The price of oil passed another milestone last week, falling below $50 a barrel, a level that I had not expected to see again in my lifetime.

CrudeOilPricesCushingOklahmoa

Price of crude oil (West Texas Intermediate, dollars per barrel). Source: FRED.

It’s interesting that we crossed another milestone last week, with the yield on 10-year Treasury bonds falling below 2%. That, too, is something I had not expected to see.

NominalInterestRate10YearBonds

Nominal interest rate on 10-year Treasury bonds. Source: FRED.

And these two striking developments are surely related. I attribute sinking yields to ongoing weakening of the global economy, particularly Europe. And slower growth of world GDP means slower growth in the demand for oil. Other indicators of an economic slowdown outside the United States are falling prices of other commodities and a strengthening dollar.

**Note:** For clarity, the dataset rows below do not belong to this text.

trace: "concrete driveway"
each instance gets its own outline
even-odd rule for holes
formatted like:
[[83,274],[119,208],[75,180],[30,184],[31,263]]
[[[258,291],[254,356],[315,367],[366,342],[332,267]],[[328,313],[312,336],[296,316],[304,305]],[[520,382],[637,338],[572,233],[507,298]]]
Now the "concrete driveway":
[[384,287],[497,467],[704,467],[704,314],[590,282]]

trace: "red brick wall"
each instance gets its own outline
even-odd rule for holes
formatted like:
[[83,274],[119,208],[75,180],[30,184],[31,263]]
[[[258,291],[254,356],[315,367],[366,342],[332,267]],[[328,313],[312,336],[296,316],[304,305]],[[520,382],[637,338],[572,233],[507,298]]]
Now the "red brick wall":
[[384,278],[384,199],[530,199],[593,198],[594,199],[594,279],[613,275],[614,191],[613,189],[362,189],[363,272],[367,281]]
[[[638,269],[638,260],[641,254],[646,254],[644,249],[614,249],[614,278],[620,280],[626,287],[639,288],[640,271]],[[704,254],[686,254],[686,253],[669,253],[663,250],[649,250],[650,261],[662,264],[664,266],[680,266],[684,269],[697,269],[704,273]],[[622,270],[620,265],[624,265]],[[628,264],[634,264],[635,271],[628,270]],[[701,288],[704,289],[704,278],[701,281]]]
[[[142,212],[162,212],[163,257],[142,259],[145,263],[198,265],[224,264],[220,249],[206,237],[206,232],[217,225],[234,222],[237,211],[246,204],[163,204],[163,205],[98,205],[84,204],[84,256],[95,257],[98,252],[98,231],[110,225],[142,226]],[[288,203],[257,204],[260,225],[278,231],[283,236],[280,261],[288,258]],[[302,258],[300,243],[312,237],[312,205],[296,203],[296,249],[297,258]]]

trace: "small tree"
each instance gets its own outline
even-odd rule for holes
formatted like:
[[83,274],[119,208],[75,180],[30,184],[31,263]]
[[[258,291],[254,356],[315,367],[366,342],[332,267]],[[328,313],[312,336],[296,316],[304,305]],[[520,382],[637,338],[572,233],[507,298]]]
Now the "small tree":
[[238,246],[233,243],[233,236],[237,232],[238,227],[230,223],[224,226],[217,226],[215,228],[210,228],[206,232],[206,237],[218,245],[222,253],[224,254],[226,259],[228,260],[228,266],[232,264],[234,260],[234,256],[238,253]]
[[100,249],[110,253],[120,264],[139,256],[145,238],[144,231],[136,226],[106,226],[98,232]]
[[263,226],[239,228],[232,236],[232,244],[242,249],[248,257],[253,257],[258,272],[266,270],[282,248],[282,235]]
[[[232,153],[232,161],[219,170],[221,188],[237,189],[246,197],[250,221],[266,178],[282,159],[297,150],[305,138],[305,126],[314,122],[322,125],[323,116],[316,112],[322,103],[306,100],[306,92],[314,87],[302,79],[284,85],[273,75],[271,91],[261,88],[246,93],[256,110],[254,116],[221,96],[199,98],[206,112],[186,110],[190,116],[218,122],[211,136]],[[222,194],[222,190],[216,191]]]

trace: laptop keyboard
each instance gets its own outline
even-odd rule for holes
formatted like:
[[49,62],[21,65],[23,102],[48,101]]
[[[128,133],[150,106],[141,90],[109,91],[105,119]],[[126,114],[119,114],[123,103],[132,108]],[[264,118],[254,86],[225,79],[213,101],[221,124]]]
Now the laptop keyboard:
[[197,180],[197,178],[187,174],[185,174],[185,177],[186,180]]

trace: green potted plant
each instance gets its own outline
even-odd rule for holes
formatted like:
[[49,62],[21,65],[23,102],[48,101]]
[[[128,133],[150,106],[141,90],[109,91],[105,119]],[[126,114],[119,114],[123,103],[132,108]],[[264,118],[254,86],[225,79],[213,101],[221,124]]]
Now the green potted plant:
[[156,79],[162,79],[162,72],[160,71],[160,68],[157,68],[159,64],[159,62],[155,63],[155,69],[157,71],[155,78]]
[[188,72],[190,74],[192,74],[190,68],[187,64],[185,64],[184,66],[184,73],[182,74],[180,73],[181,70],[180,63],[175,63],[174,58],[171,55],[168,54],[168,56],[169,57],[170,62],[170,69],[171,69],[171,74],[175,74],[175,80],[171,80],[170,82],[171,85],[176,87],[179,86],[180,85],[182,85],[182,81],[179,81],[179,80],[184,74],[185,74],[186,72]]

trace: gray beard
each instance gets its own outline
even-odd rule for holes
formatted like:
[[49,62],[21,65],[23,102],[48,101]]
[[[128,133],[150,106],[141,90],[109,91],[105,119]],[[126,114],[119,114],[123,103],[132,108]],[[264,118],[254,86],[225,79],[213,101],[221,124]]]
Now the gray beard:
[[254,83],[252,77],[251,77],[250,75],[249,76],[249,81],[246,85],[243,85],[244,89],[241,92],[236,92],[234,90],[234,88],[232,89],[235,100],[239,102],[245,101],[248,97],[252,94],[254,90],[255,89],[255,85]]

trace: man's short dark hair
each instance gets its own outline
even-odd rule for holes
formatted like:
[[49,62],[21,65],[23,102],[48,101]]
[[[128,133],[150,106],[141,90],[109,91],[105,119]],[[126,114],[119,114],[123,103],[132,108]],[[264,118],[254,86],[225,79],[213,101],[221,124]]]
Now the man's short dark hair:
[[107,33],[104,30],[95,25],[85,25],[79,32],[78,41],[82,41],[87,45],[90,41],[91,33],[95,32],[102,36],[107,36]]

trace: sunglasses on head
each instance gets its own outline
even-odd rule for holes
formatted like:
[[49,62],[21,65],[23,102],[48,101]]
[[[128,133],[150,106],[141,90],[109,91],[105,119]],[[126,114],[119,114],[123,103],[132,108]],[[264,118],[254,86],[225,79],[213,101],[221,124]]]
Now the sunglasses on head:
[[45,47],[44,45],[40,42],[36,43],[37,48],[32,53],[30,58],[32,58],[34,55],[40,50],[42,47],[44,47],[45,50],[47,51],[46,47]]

Related: What Will 2015 Do For Peak Oil?

A month ago, I provided some simple analysis of the connection between these developments in the form of a regression of the weekly change in the natural logarithm of the price of WTI on the weekly log changes in dollar price of copper and trade-weighted value of the dollar along with the weekly change in the yield on 10-year Treasuries. Here again are the results of that regression when estimated from April 2007 to June 2014 with heteroskedasticity- and autocorrelation-consistent t-statistics in parentheses:

Regression

Last month I used that regression to ask how much of the decline in oil prices between July 1 and December 12 of last year could be predicted statistically by the changes in copper prices, bond yields and value of the dollar. I found that the regression would predict a $20 decline in the price of oil over that period. Since it seems reasonable to assume that changes in copper prices, bond yields, and the exchange rate reflect primarily global demand factors rather than anything going on specific to the oil market, I concluded that about $20 of the $47 drop in the price of oil between July 4 and December 12 could be attributed to demand factors.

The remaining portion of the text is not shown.